942. The Scheme and Artifice to Defraud

The wire fraud statute was patterned after the mail fraud statutes. United States v. Lemon, 941 F.2d 309, 316 (5th Cir. 1991); United States v. Castillo, 829 F.2d 1194, 1198 (1st Cir. 1987). Thus, the same principles apply in defining "scheme to defraud" for mail and wire fraud prosecutions. See Carpenter v. United States, 484 U.S. 19, 25 n. 6 (1987) ("The mail and wire fraud statutes share the same language in relevant part, and accordingly we apply the same analysis to both sets of offenses here."); United States v. Lemire, 720 F.2d 1327, 1334-35 n. 6 (D.C. Cir. 1983) ("The requisite elements of 'scheme to defraud' under the wire fraud statute [§ 1343] and the mail fraud statute [§ 1341], are identical. Thus, cases construing mail fraud apply to the wire fraud statute as well."), cert. denied, 467 U.S. 1226 (1984).

The mail fraud and wire fraud statutes do not define the terms "scheme" or "artifice" and the courts have traditionally been reluctant to offer definitions of either term except in the broadest and most general terms. Lemire, 720 F.2d at 1335 ("Congress did not define 'scheme or artifice to defraud' when it first coined that phrase, nor has it since. Instead that expression has taken on its present meaning from 111 years of case law.").

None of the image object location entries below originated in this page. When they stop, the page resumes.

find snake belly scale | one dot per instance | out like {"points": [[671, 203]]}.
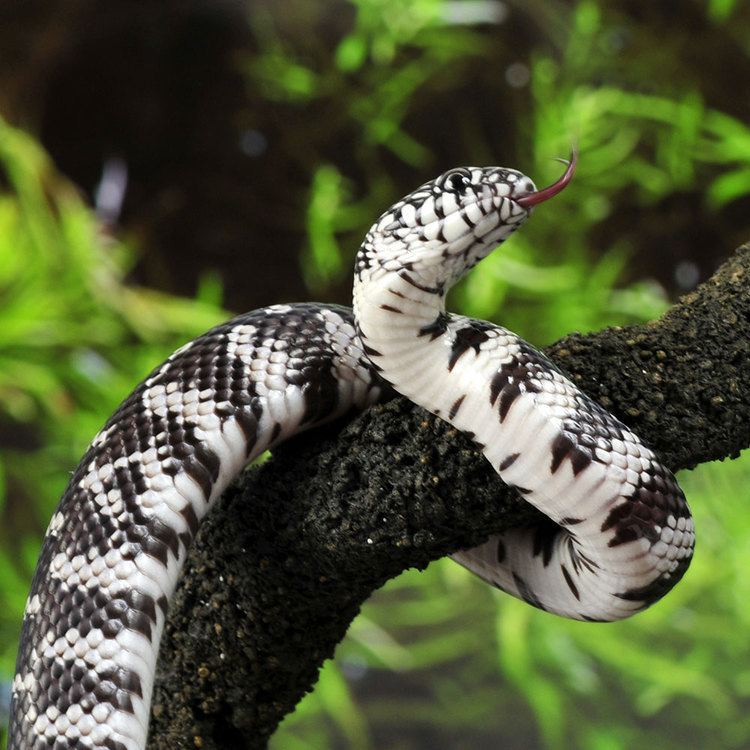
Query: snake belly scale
{"points": [[619, 533]]}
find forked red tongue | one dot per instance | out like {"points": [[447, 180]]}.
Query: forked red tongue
{"points": [[545, 194]]}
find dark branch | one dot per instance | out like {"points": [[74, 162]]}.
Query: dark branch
{"points": [[281, 568]]}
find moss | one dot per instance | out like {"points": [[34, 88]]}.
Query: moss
{"points": [[295, 547]]}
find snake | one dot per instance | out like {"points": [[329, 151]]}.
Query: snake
{"points": [[616, 535]]}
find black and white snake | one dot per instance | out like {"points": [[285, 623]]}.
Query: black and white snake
{"points": [[622, 534]]}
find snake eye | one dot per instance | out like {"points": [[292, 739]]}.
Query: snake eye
{"points": [[457, 181]]}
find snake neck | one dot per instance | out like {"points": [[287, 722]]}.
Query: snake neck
{"points": [[404, 330]]}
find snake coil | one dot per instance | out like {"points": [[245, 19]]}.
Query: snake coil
{"points": [[619, 534]]}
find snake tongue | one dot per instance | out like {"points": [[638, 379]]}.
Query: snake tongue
{"points": [[546, 193]]}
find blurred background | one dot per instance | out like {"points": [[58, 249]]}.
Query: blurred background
{"points": [[163, 164]]}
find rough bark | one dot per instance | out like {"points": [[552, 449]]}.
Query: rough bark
{"points": [[298, 544]]}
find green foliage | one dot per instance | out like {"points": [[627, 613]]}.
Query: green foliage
{"points": [[74, 339], [436, 654], [436, 658]]}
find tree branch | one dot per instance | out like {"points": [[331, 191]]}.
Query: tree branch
{"points": [[281, 568]]}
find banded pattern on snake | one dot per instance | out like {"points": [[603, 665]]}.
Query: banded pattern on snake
{"points": [[619, 533]]}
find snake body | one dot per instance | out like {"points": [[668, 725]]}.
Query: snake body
{"points": [[618, 536]]}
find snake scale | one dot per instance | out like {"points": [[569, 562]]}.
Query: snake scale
{"points": [[619, 534]]}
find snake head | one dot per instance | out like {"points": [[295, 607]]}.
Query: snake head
{"points": [[450, 223]]}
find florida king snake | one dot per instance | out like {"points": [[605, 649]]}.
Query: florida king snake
{"points": [[114, 548]]}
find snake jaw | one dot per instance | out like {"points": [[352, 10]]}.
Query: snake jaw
{"points": [[530, 200]]}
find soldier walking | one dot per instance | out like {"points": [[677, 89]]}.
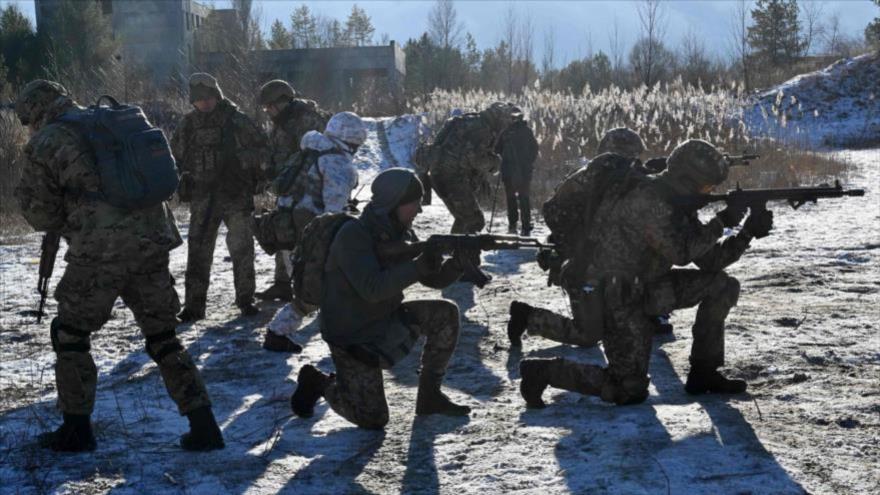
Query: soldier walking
{"points": [[218, 151], [112, 252]]}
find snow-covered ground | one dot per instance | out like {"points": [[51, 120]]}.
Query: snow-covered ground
{"points": [[805, 335]]}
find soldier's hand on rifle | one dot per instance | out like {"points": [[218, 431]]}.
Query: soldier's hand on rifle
{"points": [[732, 215], [759, 223]]}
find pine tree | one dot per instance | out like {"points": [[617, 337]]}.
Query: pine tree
{"points": [[279, 37], [359, 28], [774, 34]]}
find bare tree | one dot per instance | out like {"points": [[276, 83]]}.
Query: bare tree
{"points": [[739, 41], [652, 19], [812, 27], [443, 24]]}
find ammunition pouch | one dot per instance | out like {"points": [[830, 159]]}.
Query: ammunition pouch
{"points": [[57, 346]]}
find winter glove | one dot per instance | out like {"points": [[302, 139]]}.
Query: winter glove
{"points": [[759, 223], [732, 215]]}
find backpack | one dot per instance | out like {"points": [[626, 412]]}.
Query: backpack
{"points": [[135, 164], [310, 255], [569, 212]]}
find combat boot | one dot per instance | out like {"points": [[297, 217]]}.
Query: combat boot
{"points": [[516, 325], [430, 400], [189, 315], [204, 434], [74, 435], [707, 380], [279, 343], [310, 386], [278, 291], [533, 374]]}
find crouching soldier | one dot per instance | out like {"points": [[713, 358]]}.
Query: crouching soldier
{"points": [[365, 321], [645, 232], [112, 252]]}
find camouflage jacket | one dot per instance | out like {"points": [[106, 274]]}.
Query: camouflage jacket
{"points": [[59, 169], [288, 129], [220, 151], [643, 234], [465, 147]]}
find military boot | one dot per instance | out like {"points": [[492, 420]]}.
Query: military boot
{"points": [[430, 400], [189, 315], [278, 291], [204, 434], [533, 374], [707, 380], [74, 435], [310, 387], [516, 325]]}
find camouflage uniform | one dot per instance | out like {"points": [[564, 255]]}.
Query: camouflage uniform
{"points": [[219, 156], [639, 238], [111, 253]]}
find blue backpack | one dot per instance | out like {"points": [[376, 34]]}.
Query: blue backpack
{"points": [[135, 163]]}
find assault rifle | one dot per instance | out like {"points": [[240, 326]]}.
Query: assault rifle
{"points": [[48, 251], [451, 243], [758, 198]]}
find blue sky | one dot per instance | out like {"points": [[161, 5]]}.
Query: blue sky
{"points": [[577, 25]]}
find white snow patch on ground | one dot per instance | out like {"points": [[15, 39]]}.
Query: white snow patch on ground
{"points": [[804, 334]]}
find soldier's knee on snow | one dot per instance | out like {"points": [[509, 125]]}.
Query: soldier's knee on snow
{"points": [[162, 344], [73, 339]]}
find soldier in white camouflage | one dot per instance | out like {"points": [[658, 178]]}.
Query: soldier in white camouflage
{"points": [[111, 253], [292, 117], [327, 189], [219, 151], [641, 236]]}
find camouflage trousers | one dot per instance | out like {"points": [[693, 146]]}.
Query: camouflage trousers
{"points": [[357, 392], [86, 295], [576, 330], [204, 222], [629, 330]]}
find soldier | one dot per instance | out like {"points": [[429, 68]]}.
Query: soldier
{"points": [[641, 235], [518, 149], [291, 118], [112, 252], [218, 151], [581, 328], [327, 186], [365, 321], [460, 160]]}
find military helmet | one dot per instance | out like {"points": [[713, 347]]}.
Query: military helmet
{"points": [[35, 98], [347, 127], [696, 163], [203, 86], [622, 141], [275, 90]]}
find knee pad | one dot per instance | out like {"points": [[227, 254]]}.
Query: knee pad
{"points": [[165, 343], [83, 344]]}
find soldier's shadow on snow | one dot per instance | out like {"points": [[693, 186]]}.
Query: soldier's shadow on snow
{"points": [[630, 448]]}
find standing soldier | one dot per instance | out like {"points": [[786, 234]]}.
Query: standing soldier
{"points": [[112, 252], [518, 149], [460, 160], [365, 320], [641, 235], [218, 151], [291, 118], [327, 184]]}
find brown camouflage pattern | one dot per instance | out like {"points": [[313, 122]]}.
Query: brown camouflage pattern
{"points": [[357, 393]]}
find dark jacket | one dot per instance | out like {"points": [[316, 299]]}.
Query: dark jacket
{"points": [[361, 304], [519, 150]]}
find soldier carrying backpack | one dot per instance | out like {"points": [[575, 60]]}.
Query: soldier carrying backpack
{"points": [[100, 177]]}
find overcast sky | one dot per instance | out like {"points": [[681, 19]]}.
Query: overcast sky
{"points": [[576, 25]]}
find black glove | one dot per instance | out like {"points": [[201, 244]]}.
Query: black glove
{"points": [[732, 215], [759, 223]]}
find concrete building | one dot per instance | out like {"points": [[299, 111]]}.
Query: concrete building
{"points": [[157, 35]]}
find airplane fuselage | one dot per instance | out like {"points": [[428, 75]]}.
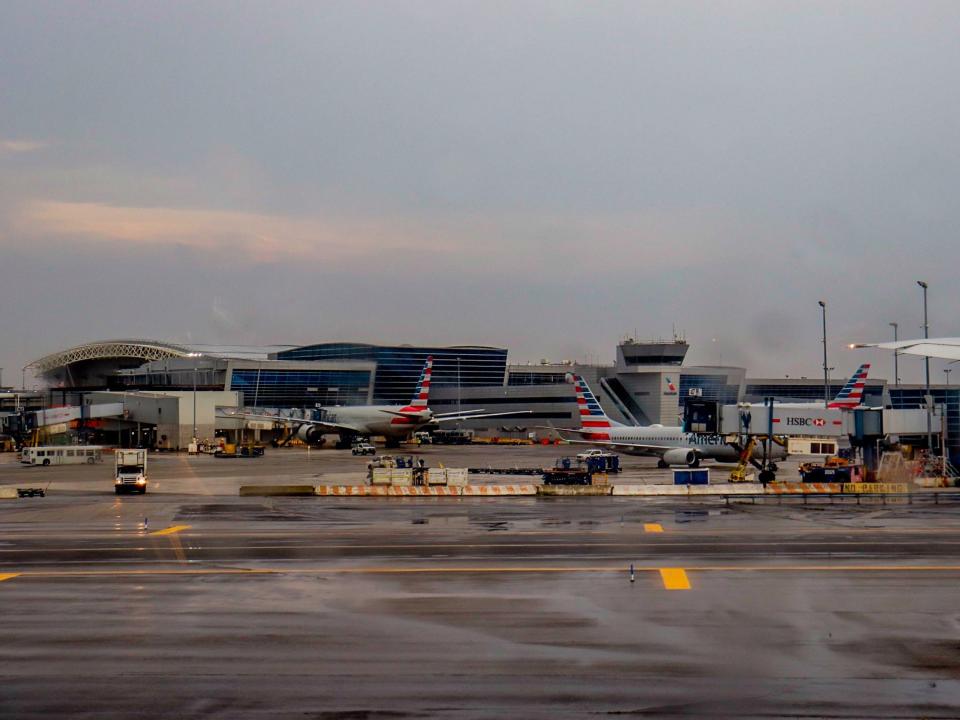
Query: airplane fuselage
{"points": [[376, 419], [706, 445]]}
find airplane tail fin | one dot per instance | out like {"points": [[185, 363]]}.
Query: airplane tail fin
{"points": [[592, 416], [851, 395], [421, 396]]}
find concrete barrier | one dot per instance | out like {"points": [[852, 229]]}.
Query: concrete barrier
{"points": [[784, 488], [497, 490], [424, 491], [276, 490], [688, 490], [574, 490]]}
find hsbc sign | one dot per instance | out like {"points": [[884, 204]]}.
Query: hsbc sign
{"points": [[804, 422]]}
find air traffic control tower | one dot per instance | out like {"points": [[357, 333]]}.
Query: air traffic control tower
{"points": [[645, 383]]}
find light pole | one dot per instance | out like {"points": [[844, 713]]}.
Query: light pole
{"points": [[826, 375], [927, 399], [459, 410], [195, 363], [896, 356]]}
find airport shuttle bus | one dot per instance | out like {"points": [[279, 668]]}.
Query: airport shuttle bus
{"points": [[61, 455]]}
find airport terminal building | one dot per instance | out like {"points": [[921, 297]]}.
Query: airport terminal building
{"points": [[171, 391]]}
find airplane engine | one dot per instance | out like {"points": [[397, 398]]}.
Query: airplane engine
{"points": [[310, 434], [680, 456]]}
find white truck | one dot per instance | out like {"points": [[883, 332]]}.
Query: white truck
{"points": [[131, 474]]}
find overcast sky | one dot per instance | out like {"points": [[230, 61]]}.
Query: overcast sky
{"points": [[545, 176]]}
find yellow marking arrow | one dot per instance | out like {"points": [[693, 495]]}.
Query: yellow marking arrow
{"points": [[171, 530], [674, 579]]}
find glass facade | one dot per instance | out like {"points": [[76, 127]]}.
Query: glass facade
{"points": [[301, 388], [399, 367], [710, 387], [523, 377]]}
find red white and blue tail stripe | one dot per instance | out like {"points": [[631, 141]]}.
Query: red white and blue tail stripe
{"points": [[421, 396], [592, 417], [851, 395]]}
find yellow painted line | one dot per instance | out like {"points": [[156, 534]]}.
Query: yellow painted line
{"points": [[674, 579], [171, 530], [673, 574]]}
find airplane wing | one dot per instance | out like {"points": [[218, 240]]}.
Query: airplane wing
{"points": [[636, 447], [465, 416], [331, 426], [465, 413], [622, 446]]}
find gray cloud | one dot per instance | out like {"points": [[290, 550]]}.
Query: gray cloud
{"points": [[548, 176]]}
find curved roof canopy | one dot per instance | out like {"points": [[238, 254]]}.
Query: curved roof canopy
{"points": [[946, 348], [145, 350]]}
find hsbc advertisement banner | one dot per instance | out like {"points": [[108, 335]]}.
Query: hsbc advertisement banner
{"points": [[808, 422]]}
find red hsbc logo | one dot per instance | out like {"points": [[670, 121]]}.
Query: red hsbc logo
{"points": [[801, 422]]}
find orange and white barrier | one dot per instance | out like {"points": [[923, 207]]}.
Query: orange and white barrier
{"points": [[785, 488], [424, 491], [495, 490]]}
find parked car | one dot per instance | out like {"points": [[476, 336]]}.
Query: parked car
{"points": [[364, 448], [594, 453]]}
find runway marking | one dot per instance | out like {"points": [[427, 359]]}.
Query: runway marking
{"points": [[636, 544], [674, 579], [668, 575], [171, 530]]}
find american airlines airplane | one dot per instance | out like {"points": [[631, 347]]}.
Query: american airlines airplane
{"points": [[672, 445], [849, 397], [394, 422]]}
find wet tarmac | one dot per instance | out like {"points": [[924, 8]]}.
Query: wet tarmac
{"points": [[203, 605]]}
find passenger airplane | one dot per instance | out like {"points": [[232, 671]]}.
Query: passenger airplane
{"points": [[849, 397], [394, 422], [673, 445]]}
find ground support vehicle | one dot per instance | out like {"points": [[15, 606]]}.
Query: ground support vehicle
{"points": [[131, 471], [569, 471], [61, 455]]}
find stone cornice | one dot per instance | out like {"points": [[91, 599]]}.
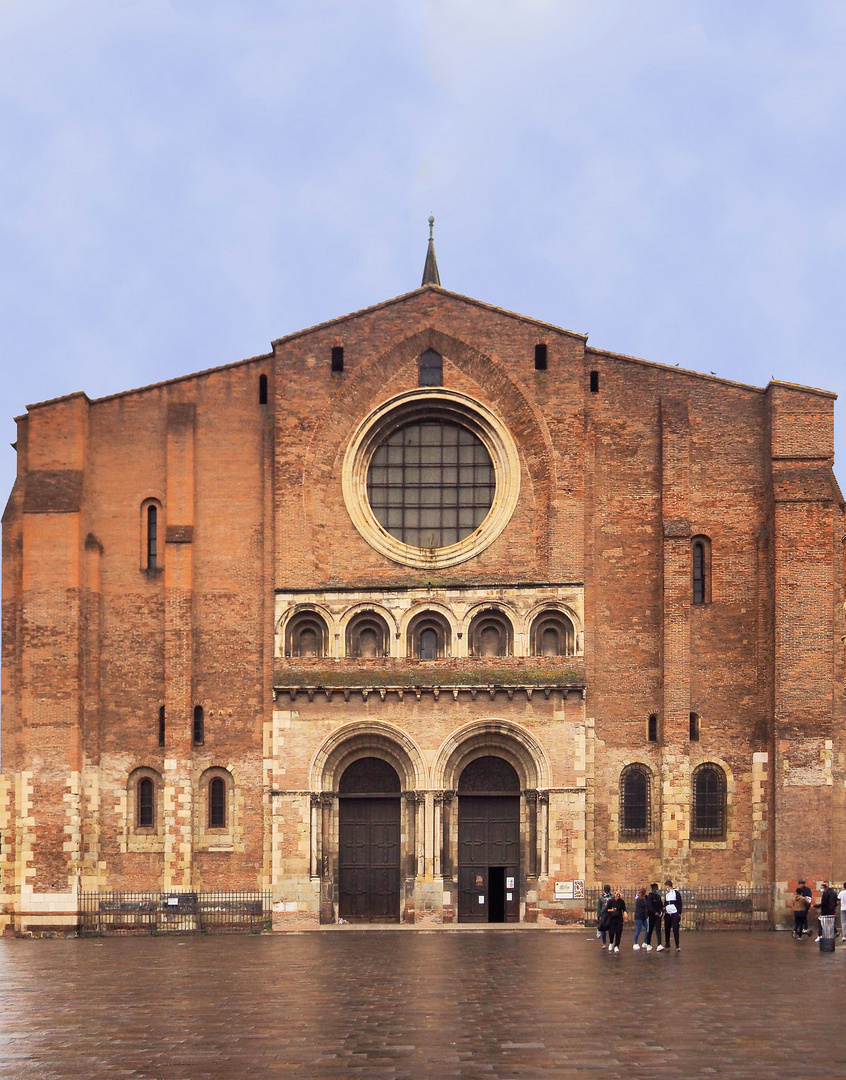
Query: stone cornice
{"points": [[437, 691]]}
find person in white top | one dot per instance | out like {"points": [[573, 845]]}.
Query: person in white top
{"points": [[672, 914]]}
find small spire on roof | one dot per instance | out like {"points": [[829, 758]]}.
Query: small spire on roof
{"points": [[430, 270]]}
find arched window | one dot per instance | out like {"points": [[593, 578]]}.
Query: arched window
{"points": [[145, 804], [552, 635], [709, 798], [217, 802], [199, 726], [491, 634], [429, 636], [635, 799], [431, 368], [700, 567], [144, 793], [367, 636], [151, 531], [306, 635]]}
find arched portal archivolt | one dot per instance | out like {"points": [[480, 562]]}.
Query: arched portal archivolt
{"points": [[497, 738], [367, 739]]}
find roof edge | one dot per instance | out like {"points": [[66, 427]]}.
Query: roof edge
{"points": [[711, 378], [415, 292]]}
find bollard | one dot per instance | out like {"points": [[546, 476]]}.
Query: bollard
{"points": [[827, 933]]}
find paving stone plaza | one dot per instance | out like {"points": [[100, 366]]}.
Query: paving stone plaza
{"points": [[505, 1004]]}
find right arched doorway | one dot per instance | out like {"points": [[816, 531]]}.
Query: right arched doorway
{"points": [[488, 841]]}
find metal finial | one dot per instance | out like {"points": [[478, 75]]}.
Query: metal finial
{"points": [[430, 270]]}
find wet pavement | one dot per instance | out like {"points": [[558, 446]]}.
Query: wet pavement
{"points": [[498, 1004]]}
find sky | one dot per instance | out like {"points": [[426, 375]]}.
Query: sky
{"points": [[184, 180]]}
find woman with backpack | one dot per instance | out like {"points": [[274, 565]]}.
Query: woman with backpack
{"points": [[602, 922], [655, 908], [616, 914], [641, 918]]}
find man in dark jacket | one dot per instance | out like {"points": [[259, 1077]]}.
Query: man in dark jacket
{"points": [[806, 892], [672, 914], [655, 913], [828, 904]]}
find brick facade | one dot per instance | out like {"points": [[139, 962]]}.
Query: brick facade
{"points": [[620, 466]]}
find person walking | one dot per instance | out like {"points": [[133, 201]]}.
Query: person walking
{"points": [[828, 904], [641, 919], [801, 905], [602, 922], [672, 914], [806, 892], [617, 915], [842, 901], [655, 908]]}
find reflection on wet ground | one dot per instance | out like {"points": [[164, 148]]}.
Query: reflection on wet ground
{"points": [[443, 1004]]}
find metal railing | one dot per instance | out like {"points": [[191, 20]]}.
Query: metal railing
{"points": [[153, 913], [705, 907]]}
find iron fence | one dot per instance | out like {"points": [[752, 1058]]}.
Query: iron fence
{"points": [[706, 907], [153, 913]]}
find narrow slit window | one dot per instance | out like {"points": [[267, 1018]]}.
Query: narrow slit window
{"points": [[431, 368], [217, 804], [709, 804], [146, 804], [199, 726], [152, 537], [635, 790], [699, 572]]}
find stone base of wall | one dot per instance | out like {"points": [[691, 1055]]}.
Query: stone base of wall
{"points": [[295, 920]]}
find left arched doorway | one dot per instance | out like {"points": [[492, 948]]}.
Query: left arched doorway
{"points": [[368, 841]]}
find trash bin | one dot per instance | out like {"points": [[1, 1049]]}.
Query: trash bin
{"points": [[827, 933]]}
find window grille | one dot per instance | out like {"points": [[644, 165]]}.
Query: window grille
{"points": [[430, 484], [431, 368], [699, 572], [217, 802], [199, 726], [152, 537], [709, 810], [146, 804], [635, 810]]}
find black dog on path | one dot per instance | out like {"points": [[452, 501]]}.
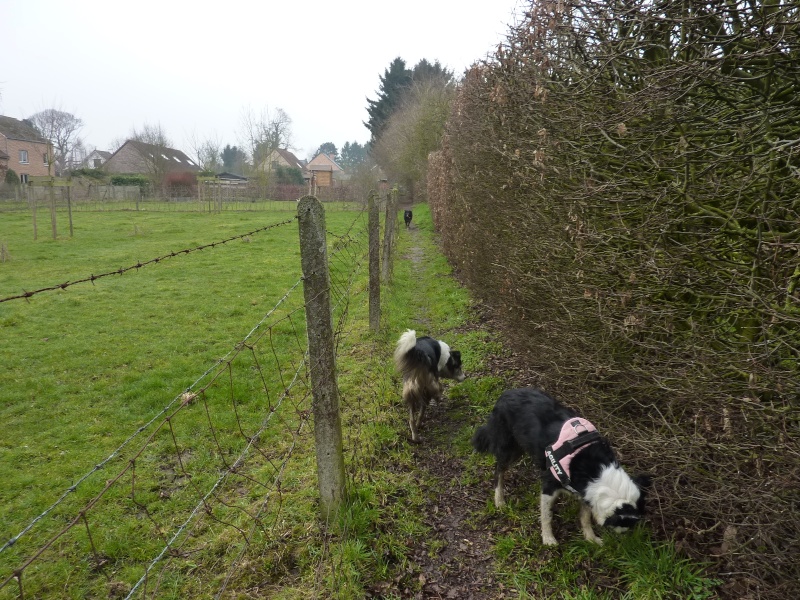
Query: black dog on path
{"points": [[570, 455]]}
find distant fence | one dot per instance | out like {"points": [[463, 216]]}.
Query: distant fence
{"points": [[209, 196]]}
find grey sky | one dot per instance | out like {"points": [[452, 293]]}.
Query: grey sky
{"points": [[195, 67]]}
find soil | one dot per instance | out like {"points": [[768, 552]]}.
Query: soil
{"points": [[456, 560]]}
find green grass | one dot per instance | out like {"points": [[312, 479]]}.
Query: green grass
{"points": [[83, 368]]}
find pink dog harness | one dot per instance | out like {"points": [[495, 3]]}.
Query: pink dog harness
{"points": [[575, 435]]}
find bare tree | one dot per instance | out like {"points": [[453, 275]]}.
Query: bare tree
{"points": [[61, 129], [265, 132], [207, 152]]}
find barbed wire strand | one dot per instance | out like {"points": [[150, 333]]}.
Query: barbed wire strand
{"points": [[139, 265]]}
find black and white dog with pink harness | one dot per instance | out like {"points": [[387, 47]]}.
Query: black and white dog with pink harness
{"points": [[570, 454]]}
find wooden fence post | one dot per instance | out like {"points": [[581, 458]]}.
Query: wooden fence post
{"points": [[30, 194], [316, 290], [390, 227], [374, 227], [53, 211]]}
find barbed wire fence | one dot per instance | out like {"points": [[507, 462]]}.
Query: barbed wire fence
{"points": [[210, 473]]}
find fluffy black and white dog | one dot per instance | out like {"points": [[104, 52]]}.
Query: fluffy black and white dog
{"points": [[422, 361], [571, 455]]}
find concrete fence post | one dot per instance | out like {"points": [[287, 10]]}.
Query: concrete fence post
{"points": [[374, 227], [390, 228], [322, 360]]}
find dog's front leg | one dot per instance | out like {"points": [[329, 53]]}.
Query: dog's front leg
{"points": [[499, 488], [412, 423], [546, 516], [586, 524]]}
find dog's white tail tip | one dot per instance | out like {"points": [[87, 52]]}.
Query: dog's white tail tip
{"points": [[406, 342]]}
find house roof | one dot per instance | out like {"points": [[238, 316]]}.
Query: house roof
{"points": [[175, 158], [19, 130], [323, 159], [231, 176], [290, 158]]}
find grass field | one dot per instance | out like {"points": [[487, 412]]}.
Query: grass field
{"points": [[88, 366]]}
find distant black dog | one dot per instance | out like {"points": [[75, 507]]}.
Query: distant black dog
{"points": [[422, 361], [570, 454]]}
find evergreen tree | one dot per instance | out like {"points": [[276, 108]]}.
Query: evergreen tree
{"points": [[328, 148], [233, 159], [352, 155], [394, 82], [424, 71]]}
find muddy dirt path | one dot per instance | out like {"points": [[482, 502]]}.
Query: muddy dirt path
{"points": [[456, 561]]}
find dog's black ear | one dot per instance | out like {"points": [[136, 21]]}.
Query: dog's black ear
{"points": [[643, 481]]}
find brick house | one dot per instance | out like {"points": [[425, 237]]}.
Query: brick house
{"points": [[147, 159], [281, 158], [324, 170], [96, 159], [27, 153]]}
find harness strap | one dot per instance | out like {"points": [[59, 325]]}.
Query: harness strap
{"points": [[568, 447], [582, 434]]}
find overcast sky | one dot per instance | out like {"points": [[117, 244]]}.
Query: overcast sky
{"points": [[195, 66]]}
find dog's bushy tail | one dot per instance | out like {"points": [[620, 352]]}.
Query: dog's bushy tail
{"points": [[405, 358], [482, 440]]}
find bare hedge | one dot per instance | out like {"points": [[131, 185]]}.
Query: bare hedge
{"points": [[620, 184]]}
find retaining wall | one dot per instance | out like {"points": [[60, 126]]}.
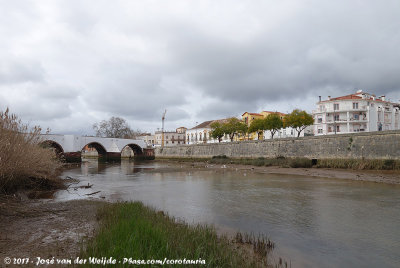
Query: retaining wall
{"points": [[371, 145]]}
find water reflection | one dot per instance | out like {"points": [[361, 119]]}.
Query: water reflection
{"points": [[315, 222]]}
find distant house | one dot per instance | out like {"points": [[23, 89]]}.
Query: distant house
{"points": [[201, 133], [171, 138], [358, 112], [248, 118], [148, 138]]}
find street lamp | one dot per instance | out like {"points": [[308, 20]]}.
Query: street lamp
{"points": [[334, 117], [196, 131]]}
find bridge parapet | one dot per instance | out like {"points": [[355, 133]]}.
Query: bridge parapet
{"points": [[72, 145]]}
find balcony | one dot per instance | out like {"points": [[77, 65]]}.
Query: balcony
{"points": [[342, 120], [362, 108]]}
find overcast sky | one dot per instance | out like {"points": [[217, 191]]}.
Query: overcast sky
{"points": [[68, 64]]}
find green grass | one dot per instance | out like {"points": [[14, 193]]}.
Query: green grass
{"points": [[301, 162], [132, 230]]}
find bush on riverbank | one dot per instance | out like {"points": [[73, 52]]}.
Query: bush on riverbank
{"points": [[136, 231], [358, 164], [23, 163], [301, 162]]}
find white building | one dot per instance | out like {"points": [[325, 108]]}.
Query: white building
{"points": [[148, 139], [171, 138], [359, 112], [201, 133], [283, 133]]}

The fraudulent aspect of the scheme to defraud is to be measured by nontechnical standards and is not restricted by any common-law definition of false pretenses. "[T]he words 'to defraud' in the mail fraud statute have the 'common understanding' of '"wrongdoing one in his property rights by dishonest methods or schemes," and "usually signify the deprivation of something of value by trick, chicane, or overreaching."'" Carpenter, 484 U.S. at 27 (quoting McNally v. United States, 483 U.S. 350, 358 (1987) (quoting Hammerschmidt v. United States, 265 U.S. 182, 188 (1924))). "The concept of 'fraud' includes the act of embezzlement, which is '"the fraudulent appropriation to one's own use of the money or goods entrusted to one's own care by another."'" Id. (quoting Grin v. Shine, 187 U.S. 181, 189 (1902)).